How do I measure the periodicity (or frequency) of a list of values?

1.4k Views Asked by At

Let's say I have a list of values: [0, 10, 20, 10, 0, 10, 20, 10, 0, ...]

Clearly there's periodicity. We see that there is a cycle every 5 entries. I want to measure the average periodicity, or the average number of entries it takes to complete a cycle, within the list above.

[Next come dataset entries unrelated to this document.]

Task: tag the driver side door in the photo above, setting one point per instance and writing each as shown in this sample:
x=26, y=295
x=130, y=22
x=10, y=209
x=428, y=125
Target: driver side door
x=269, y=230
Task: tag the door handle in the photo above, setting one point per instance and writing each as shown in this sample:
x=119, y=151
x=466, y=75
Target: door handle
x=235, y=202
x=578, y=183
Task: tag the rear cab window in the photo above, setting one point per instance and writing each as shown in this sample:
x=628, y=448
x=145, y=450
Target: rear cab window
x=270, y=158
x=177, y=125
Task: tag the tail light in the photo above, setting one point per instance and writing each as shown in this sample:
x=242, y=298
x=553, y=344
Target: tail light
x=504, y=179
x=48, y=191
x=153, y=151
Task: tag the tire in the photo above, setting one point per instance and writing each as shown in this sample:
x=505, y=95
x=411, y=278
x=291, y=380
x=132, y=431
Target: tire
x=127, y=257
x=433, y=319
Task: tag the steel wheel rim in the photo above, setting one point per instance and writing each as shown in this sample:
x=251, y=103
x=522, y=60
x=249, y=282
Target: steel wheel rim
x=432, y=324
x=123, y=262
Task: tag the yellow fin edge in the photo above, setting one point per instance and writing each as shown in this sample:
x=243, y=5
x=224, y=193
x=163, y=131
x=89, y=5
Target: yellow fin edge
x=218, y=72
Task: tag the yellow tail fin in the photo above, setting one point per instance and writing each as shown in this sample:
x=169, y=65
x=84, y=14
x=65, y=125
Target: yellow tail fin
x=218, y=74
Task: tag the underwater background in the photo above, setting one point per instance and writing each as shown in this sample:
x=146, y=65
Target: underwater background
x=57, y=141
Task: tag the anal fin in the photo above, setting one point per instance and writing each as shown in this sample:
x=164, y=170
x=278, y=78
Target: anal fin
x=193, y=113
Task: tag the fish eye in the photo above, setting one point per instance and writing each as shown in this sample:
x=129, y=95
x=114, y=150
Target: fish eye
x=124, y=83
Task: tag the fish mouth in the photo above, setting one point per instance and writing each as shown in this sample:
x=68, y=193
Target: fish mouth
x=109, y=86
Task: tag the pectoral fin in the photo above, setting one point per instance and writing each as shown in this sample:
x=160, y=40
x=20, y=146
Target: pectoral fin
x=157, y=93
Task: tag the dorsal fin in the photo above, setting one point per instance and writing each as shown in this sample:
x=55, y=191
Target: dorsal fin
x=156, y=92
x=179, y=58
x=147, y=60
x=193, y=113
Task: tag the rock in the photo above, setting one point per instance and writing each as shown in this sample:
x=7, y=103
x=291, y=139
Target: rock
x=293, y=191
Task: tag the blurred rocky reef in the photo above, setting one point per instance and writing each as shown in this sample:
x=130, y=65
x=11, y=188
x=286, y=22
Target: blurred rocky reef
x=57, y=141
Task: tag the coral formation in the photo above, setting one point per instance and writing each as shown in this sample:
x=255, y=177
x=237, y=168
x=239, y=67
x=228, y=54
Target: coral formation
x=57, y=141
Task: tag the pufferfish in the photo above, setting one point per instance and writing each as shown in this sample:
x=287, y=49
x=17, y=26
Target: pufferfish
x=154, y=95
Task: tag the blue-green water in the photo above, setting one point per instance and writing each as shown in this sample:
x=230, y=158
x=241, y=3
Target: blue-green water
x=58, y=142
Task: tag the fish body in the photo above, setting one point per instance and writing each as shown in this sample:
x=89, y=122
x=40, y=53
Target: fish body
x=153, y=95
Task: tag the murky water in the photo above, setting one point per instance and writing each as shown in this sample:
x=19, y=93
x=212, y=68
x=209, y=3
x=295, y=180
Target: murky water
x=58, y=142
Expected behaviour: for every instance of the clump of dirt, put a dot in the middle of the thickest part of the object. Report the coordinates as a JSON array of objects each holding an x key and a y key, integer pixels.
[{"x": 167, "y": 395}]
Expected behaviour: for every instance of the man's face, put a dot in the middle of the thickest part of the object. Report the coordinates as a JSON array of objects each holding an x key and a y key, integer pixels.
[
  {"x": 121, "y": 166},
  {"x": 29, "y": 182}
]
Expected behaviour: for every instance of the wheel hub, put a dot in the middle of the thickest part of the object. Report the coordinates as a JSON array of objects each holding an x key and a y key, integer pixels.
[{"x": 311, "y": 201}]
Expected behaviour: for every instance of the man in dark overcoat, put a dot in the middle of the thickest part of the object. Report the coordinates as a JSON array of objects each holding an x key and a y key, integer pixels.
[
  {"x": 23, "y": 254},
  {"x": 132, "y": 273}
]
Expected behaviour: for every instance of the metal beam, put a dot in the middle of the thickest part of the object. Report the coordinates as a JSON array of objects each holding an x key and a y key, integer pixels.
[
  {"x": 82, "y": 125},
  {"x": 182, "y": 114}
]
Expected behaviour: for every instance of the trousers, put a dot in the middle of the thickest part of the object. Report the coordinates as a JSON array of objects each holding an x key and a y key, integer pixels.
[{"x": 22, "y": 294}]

This seems similar to measuring autoocorrelation but I don't know where to begin to get some sort of measure of the "frequency" or "periodicity", aka how fast a cycle is completed.

5

There are 5 best solutions below

11
On

Initiate an empty list

interval = []

and use a recursive function, like so:

def check_for_interval(interval,list):

    ## step 1: add first list element into your interval
    interval.append(list[0])

    ## step 2: remove that element from your list
    list.pop(0)

    ## step 3: get the current content of your interval, plus the next
    ## element, and check if the concatenated content appears another time     
    ## in the source list.

    ## first, make sure you got only strings in your list, for join to work
    str_interval = []
    for y in interval:
      str_interval.append(str(y))

    ## attach the next element, which now is the first one of the list
    ## because you popped the "new" first one above
    str_interval.append(str(list[0]))

    ## next, concatenate the list content as string, like so:
    current_interval = ",".join(str_interval)

    ## now, transform the current remaining list (except the "new" first
    ## element cause added in your test string above) into a string of the 
    ## exact same structure (elements separated by commas)
    str_test = []
    list_test = list[1:]
    for z in list_test:
      str_test.append(str(z))

    ## next,concatenate the list content as string, like so:
    remaining_elements = ",".join(str_test)

    ## finally, check if the current_interval is present inside the
    ## remaining_elements. If yes
    if remaining_elements.find(current_interval) != -1:

        ## check if the amount of remaining elements is equal to the amount
        ## of elements constituting the interval -1 at the moment, OR if the
        ## current_interval is found in the remaining elements, its
        ## starting index is equal to 0, and the len of str_test is a pair
        ## entire multiple of str_interval
        check_list_test = remaining_elements.split(",")
        check_list_interval = current_interval.split(",")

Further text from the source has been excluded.